While the majority of these individuals performed EVAs from Earth-orbiting space stations like ISS and its predecessors or in connection with dozens of missions with the American Space Shuttle, a tiny minority performed them far from the Earth. The most memorable of these were EVAs of a dozen NASA astronauts on the lunar surface as part of the historic Apollo lunar landing missions between 1969 and 1972. Not as well known were EVAs which took place in deep space during the last three Apollo lunar flights as the crews were returning to the Earth. Instead of the Earth filling half the sky as it does during EVAs in orbit, our home world appeared as a distant crescent during these historic spacewalks. With the prospects of EVAs being performed in deep space as part of new missions to the Moon and beyond, it is worth reviewing the Apollo deep space EVAs.

 

The Apollo J-Series Missions

With the first four Apollo lunar landing missions eventually pushing the baseline spacecraft design to its practical limits, upgraded hardware was required to further the scientific exploration of the Moon. These upgrades were introduced with J-series missions starting with the flight of Apollo 15 in 1971. Both the Lunar Module (LM) and Command-Service Module (CSM) were upgraded to include more consumables to support longer stays on the lunar surface and in orbit as well as an array of additional equipment to aid in lunar studies. These upgrades increased the launch mass of the Apollo spacecraft by 2.4 metric tons necessitating changes to the Saturn V launch vehicle to improve its performance as well. One of the more memorable pieces of additional equipment carried by the J-series LM was the battery-powered Lunar Roving Vehicle (LRV) which allowed the pair of visiting astronauts to travel many kilometers across the lunar surface to explore far from the LM during visits which were now to last three days – twice the length of earlier Apollo landing missions.

Probably the best known addition of the J-series Apollo missions was the Lunar Roving Vehicle (LRV). (KSC/NASA)

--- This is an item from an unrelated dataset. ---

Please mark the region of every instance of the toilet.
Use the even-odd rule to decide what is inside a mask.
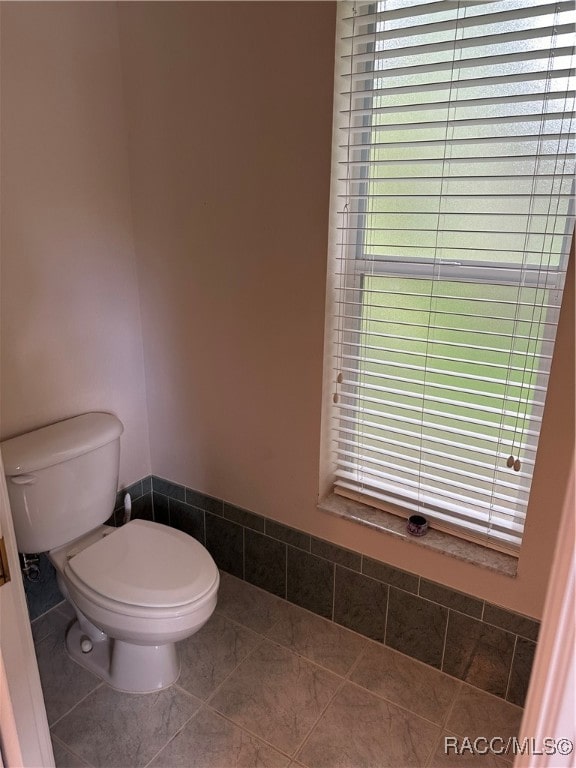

While changes to the LM in support of surface exploration received a lot of attention, changes were also made to the CSM in order to meet a significantly expanded set of science objectives from lunar orbit. Sector I of the Apollo SM immediately behind the CM crew hatch, whose 8.5 cubic meter volume had been empty on earlier missions save for ballast and (after the Apollo 13 accident) a spare cryogenic oxygen tank, would now house the Scientific Instrument Module (SIM). The SIM consisted of a suite of instruments to study large swaths of the Moon from orbit. The first two J-series missions also carried the 36-kilogram Apollo Particles and Fields Subsatellite (PFS) which would be deployed from the SIM into lunar orbit to continue studying the lunar environment after the astronauts had departed for home (see “Vintage Micro: The Apollo Particles and Fields Subsatellites”).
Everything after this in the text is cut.